To use wget to mirror a site, it is necessary to get the session cookies and to also exclude the /logout/
directory.
wget can use a cookies.txt file, but there is no really easy way to generate one from Firefox.
The workaround is to get the cookie using the preferences. The cookie to look for centerSessionKey
, for example, e3scenterSessionKey
.
Then create a cookies.txt
file that is comma separated, for example:
.www.e3s-center.org TRUE / FALSE 1603937999 e3scenterSessionKey be3b829af7acf08418cfcf71fbb8d92d
Note that the 5th arg is the expiration time, which should be far in the future
Then run the following command on moog:
wget -X '/logout/' --load-cookies cookies.txt -m https://www.e3s-center.org >& e3s.out &
Look in /export/home1/tmp/php.err
for lines like:
[28-Aug-2017 16:09:51] [client 128.32.48.150] pubs.php: download pub html_refuse: , E3S_Apr72011_XZhao&delAlamo.pdf, only logged in users
In the above, 128.32.48.150 is moog's address.
Here, the problem was that the /logout/
link was hit.
export USER_AGENT="Mozilla/5.0 (Windows; U; Windows NT 6.1; en-US) AppleWebKit/533.20.25 (KHTML, like Gecko) Version/5.0.4 Safari/533.20.27" export DOMAIN_NAME_TO_SAVE="www.example.com" export SPECIFIC_HOSTNAMES_TO_INCLUDE="example1.com,example2.com,images.example2.com" export FILES_AND_PATHS_TO_EXCLUDE="/path/to/ignore" export WARC_NAME="example.com-20130810-panicgrab"(use this for grabbing single domain names:)

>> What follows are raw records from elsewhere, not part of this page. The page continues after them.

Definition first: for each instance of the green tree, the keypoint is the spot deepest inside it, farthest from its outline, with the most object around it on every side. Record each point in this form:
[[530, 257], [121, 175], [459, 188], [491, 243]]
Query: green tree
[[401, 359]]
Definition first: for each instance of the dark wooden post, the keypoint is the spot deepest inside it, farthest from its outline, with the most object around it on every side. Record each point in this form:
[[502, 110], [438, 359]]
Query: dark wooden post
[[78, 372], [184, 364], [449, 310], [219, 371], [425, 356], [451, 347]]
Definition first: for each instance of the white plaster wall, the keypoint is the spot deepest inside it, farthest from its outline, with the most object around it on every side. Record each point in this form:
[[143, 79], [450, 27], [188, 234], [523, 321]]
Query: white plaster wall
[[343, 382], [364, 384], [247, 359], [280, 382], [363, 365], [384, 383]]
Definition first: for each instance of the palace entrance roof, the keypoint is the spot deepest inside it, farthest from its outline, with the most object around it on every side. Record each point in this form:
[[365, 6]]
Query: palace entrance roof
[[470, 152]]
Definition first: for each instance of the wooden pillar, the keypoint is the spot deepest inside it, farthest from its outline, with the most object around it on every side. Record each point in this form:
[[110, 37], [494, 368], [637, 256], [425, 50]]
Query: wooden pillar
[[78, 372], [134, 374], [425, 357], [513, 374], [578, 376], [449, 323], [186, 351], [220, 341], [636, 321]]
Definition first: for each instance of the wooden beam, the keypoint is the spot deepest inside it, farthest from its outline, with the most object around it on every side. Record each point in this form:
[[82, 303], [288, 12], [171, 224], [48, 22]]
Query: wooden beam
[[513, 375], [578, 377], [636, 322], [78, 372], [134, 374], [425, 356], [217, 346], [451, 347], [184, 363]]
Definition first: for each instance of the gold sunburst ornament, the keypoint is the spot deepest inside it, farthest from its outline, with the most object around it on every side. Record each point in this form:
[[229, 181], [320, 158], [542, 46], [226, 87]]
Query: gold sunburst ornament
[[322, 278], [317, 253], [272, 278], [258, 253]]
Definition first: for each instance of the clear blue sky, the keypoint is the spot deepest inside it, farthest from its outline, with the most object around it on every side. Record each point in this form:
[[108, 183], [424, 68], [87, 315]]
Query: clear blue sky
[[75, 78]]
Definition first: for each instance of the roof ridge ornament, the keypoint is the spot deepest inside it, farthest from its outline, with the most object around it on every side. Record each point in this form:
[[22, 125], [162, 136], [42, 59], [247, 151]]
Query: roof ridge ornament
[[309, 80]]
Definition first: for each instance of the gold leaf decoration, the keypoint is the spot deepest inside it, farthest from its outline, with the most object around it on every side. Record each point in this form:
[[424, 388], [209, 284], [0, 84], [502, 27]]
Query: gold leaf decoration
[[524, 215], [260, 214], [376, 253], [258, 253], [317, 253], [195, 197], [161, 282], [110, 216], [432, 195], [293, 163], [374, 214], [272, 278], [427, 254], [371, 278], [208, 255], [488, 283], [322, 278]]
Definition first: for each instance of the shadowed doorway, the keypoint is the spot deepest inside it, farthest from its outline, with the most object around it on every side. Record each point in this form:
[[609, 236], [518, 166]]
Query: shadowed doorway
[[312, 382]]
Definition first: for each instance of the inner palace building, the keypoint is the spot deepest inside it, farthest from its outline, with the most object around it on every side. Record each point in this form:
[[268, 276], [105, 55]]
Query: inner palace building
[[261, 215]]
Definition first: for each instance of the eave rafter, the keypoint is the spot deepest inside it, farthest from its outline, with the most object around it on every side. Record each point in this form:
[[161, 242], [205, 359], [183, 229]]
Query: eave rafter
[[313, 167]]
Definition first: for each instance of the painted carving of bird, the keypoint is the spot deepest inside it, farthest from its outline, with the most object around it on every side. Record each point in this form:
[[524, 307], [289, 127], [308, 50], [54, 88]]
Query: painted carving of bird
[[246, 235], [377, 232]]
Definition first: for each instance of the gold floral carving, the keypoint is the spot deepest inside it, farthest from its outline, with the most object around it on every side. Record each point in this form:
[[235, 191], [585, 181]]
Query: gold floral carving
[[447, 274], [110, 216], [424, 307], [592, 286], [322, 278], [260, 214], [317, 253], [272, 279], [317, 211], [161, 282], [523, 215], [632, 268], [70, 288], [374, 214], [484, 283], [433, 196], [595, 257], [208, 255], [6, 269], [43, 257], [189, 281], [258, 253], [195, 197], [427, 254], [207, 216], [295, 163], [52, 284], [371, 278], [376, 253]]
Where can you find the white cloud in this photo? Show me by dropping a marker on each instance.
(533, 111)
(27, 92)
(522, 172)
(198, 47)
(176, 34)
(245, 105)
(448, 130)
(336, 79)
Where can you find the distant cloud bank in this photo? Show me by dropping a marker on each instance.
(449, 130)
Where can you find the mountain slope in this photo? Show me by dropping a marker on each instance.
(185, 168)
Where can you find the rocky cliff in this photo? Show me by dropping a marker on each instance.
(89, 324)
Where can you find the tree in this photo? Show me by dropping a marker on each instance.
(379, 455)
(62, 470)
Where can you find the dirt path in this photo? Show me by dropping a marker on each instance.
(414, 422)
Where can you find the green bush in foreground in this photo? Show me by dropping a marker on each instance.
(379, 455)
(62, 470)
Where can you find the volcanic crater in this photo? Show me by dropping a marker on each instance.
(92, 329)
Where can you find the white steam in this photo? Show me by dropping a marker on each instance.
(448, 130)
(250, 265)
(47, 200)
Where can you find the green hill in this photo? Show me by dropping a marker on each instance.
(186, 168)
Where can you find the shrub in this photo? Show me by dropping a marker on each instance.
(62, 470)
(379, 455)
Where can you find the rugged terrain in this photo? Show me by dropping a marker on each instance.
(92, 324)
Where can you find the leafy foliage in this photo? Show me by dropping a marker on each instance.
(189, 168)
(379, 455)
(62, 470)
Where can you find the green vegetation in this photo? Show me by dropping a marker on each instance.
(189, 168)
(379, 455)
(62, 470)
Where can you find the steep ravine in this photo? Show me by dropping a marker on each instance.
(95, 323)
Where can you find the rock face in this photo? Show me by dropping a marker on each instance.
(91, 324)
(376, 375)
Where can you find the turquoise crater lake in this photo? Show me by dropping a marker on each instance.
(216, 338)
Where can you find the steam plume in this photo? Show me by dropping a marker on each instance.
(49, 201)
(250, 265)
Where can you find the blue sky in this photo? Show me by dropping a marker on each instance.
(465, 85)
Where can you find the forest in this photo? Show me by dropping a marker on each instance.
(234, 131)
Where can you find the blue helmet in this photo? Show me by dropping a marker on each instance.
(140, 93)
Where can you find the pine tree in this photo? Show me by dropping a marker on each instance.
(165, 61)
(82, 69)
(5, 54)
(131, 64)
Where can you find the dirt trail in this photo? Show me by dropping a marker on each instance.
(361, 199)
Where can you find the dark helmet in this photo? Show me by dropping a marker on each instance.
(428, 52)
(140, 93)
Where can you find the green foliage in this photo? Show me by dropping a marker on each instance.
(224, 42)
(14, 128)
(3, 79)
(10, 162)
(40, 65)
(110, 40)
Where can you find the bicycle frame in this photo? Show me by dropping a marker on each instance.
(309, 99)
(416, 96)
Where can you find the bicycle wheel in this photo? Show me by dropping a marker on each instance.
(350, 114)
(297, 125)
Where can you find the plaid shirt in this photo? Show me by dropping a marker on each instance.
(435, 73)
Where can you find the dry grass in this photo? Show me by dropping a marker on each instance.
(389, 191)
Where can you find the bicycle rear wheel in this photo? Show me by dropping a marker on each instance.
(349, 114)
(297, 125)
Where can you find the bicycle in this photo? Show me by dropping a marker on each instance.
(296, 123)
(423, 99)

wget -e robots=off --mirror --page-requisites --save-headers --keep-session-cookies --save-cookies "cookies.txt" --wait 2 --waitretry 3 --timeout 60 --tries 3 --span-hosts --domains="$SPECIFIC_HOSTNAMES_TO_INCLUDE" --warc-header "operator: Archive Team" --warc-cdx --warc-file="$WARC_NAME" -U "$USER_AGENT" "$DOMAIN_NAME_TO_SAVE"(use this for for grabbing single domain names recursively, and have the spider follow links up to 10 levels deep:)
wget -e robots=off --mirror --page-requisites --save-headers --keep-session-cookies --save-cookies "cookies.txt" --recursive --level=10 --wait 2 --waitretry 3 --timeout 60 --tries 3 --span-hosts --domains="$SPECIFIC_HOSTNAMES_TO_INCLUDE" --warc-header "operator: Archive Team" --warc-cdx --warc-file="$WARC_NAME" -U "$USER_AGENT" "$DOMAIN_NAME_TO_SAVE"
(use this for for grabbing single domain names recursively, and have the spider follow links up to 20 levels deep:)
wget -e robots=off --mirror --page-requisites --save-headers --keep-session-cookies --save-cookies "cookies.txt" --recursive --level=20 --wait 2 --waitretry 3 --timeout 60 --tries 3 --span-hosts --domains="$SPECIFIC_HOSTNAMES_TO_INCLUDE" --warc-header "operator: Archive Team" --warc-cdx --warc-file="$WARC_NAME" -U "$USER_AGENT" "$DOMAIN_NAME_TO_SAVE"
(use this for for grabbing single domain names recursively, and have the spider follow links up to 10 levels deep, but EXCLUDE a certain file or path:)
wget -e robots=off --mirror --page-requisites --save-headers --keep-session-cookies --save-cookies "cookies.txt" --recursive --level=10 --wait 2 --waitretry 3 --timeout 60 --tries 3 --span-hosts --domains="$SPECIFIC_HOSTNAMES_TO_INCLUDE" -X "$FILES_AND_PATHS_TO_EXCLUDE" --warc-header "operator: Archive Team" --warc-cdx --warc-file="$WARC_NAME" -U "$USER_AGENT" "$DOMAIN_NAME_TO_SAVE"
(use this for for grabbing single domain names recursively, and have the spider follow links up to 10 levels deep, but do NOT crawl upwards and grab stuff from the parent directory:)
wget -e robots=off --mirror --page-requisites --save-headers --keep-session-cookies --save-cookies "cookies.txt" --recursive --level=10 --no-parent --wait 2 --waitretry 3 --timeout 60 --tries 3 --span-hosts --domains="$SPECIFIC_HOSTNAMES_TO_INCLUDE" --warc-header "operator: Archive Team" --warc-cdx --warc-file="$WARC_NAME" -U "$USER_AGENT" "$DOMAIN_NAME_TO_SAVE"
Note that all of this code is explicitly ignoring the website's robots.txt file, the ethics of which is left up to your own discretion.